Muslims from across the state of Oklahoma will come to the state Capitol later this month to learn about the legislative process and join panel discussions on issues important to their community.
The Oklahoma chapter of the Council on American-Islamic Relations announced its first ever "Muslim Day" will be held at the Capitol on Friday, Feb. 27. Executive Director Adam Soltani says he expects more than 100 people to attend the event.
Soltani says the event is designed to encourage members of the Muslim faith to be civically engaged and communicate with their lawmakers.
A similar event at the state Capitol in Texas last week sparked outrage after a group of vitriolic protesters heckled Muslim participants. One woman grabbed the microphone and yelled about Islam.
Although the Legislature adjourns for the week on Thursdays and members head home, six legislators and an attorney from the ACLU have agreed to meet with the Muslims who come to the Capitol that day: Sen. John Sparks, Rep. Mike Shelton, Rep. George Young, Rep. Emily Virgin, Sen. Anastasia Pittman, and Brady Henderson of the ACLU. Events that day will include a panel discussion on racial profiling, and a discussion on religion in public schools.
"Several members of our community have come to me, asking how they can get their voices heard and how they can get involved in public affairs,"Soltani said. "Muslim Day at the Capitol" is intended to encourage followers of Islam to be more involved in the public arena.
One GOP legislator in particular has been a rather vocal critic of CAIR in recent weeks.
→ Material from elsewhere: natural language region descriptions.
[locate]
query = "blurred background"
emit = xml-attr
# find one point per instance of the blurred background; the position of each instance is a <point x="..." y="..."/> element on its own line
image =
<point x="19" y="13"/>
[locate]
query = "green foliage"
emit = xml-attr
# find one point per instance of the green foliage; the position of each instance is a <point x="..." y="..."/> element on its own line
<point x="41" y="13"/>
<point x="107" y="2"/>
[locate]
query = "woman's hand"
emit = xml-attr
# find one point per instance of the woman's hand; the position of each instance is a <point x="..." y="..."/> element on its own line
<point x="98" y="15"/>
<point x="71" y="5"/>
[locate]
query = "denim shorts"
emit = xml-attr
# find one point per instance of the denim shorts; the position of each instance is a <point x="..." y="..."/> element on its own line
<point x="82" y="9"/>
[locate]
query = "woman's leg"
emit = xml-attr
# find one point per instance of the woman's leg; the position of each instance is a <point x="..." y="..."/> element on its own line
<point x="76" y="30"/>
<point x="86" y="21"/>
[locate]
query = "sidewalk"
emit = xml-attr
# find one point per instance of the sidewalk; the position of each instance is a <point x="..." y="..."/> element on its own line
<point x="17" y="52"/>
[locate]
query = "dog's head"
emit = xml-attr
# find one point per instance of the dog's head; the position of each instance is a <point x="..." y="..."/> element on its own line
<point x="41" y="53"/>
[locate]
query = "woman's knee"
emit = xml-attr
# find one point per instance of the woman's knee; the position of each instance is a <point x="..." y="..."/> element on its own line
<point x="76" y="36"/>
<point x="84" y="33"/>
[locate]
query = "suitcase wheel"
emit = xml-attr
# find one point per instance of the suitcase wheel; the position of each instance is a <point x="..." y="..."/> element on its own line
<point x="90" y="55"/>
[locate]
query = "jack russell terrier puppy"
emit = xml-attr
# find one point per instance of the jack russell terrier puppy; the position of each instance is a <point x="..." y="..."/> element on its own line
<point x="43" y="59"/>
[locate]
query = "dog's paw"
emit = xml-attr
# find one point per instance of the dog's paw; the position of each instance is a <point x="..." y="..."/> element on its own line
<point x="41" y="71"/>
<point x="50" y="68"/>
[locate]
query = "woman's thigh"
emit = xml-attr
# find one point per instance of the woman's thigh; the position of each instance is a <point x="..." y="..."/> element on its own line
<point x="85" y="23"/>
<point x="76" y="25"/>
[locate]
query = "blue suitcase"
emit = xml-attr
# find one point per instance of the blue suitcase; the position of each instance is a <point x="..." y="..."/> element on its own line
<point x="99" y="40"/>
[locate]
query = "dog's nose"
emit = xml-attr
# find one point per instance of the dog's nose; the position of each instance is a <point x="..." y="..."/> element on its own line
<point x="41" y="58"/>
And in 2010, Oklahomans overwhelmingly endorsed State Question 755. That measure would have barred the Oklahoma judiciary, when interpreting cases for state law, from considering any court case in which the Islamic system of Sharia law figured prominently in the decision. SQ 755 also forbid Oklahoma jurists from embracing international law as a precedent when making decisions that affected Oklahomans.
U.S. District Judge Vicki Miles-LaGrange in Oklahoma City approved a temporary restraining order that barred certification of the election's results; subsequently that decision was upheld by the 10th U.S. Circuit Court of Appeals in Denver.
The appellate court ruled that the initiative violated the Establishment Clause of the 1st Amendment to the U.S. Constitution, because it singled out the Muslim faith among religious laws for discrimination.
Furthermore, the 10th Circuit Court declared, there was no "compelling state interest" for the law because it was a solution looking for a problem: proponents of the initiative failed to "identify any actual problem the challenged amendment seeks to solve."
Defenders of the proposed ban acknowledged at the preliminary-injunction hearing that they did not know of a single instance in which an Oklahoma court had applied Sharia law or used the precepts of other nations or cultures, let alone that such applications or uses had resulted in problems in Oklahoma.